1. Field of the Description
The present disclosure relates, in general, to computers and programming and developing code and programs to be run by computers, and, more particularly, to improved methods for assisting programmers in debugging code when the programmers are using software frameworks, libraries, and/or collections, subroutines, bundles, groups, or the like of previously developed/programmed code to create a software product, program, or application.
2. Relevant Background
There is a growing trend toward developing or creating software programs or code by utilizing and building upon code previously written or created by others. For example, numerous software providers offer code that may be used to build a software program in the form of software libraries and frameworks that the programmers or developers may include in their new program or software product.
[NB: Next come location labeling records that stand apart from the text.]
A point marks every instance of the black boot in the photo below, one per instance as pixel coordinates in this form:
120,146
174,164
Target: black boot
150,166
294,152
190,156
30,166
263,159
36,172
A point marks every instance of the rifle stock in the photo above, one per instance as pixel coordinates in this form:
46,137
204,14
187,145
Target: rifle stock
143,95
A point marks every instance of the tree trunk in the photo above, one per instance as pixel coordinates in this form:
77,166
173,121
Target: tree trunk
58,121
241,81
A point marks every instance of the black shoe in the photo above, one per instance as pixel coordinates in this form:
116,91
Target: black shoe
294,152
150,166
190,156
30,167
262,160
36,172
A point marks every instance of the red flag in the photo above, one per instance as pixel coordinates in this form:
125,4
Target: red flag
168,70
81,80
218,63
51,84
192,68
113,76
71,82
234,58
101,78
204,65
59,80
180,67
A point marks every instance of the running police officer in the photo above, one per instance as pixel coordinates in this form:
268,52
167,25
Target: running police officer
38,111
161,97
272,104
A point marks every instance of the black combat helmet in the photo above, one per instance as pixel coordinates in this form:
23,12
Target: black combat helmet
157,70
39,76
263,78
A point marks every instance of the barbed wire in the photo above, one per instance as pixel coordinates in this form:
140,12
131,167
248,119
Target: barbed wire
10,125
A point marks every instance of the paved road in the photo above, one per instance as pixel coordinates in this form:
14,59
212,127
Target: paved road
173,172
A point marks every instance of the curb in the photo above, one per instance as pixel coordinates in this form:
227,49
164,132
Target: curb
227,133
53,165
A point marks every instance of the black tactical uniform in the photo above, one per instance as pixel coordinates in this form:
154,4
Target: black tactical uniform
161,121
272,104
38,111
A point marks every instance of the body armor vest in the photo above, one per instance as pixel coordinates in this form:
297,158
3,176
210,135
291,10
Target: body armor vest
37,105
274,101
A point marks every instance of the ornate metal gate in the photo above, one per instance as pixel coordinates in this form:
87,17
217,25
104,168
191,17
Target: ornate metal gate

To use software libraries, the programmer typically is forced to understand the functionality of each method while frameworks tend to be designed to facilitate software development by allowing programmers or developers to devote their time to meeting desired product functionality rather than dealing with the more standard, low-level details of providing a working software product. For example, the programmer is allowed to focus on higher level operations, such as account withdrawals in a financial application, instead of the mechanics of request handling, state management, and the like.
In any of these cases, a software developer may be including others' code in their software product or application without fully understanding how each included code set or bundle of code works and operates. The code bases provided by libraries, frameworks, and the like are frequently very complex, and the developer is rarely an expert in programming in the particular language or in understanding how the framework controls process and data flow. Such abstraction of the lower-level details is useful until the time comes when the framework or library or a program built using the code provided in such a code base is not behaving as the developer expected or planned.
At this point, the framework or developed program may not be able to run at all or runs in unexpected or undesired ways, and the program or framework may have one or more bugs that the developer has to identify and correct. The bug often is caused by some mismatch between the developer's usage of a framework's objects, a library's methods, a sources bundle of code, or the like in their software product, program, or application and the intended or standard usage of such previously developed code. However, since the developer did not write or create the code used from the framework, library, or other code base/source, debugging the framework or other software product is time consuming and, in some cases, impractical for the developer without outside or additional assistance from those intimately knowledgeable about the underlying code.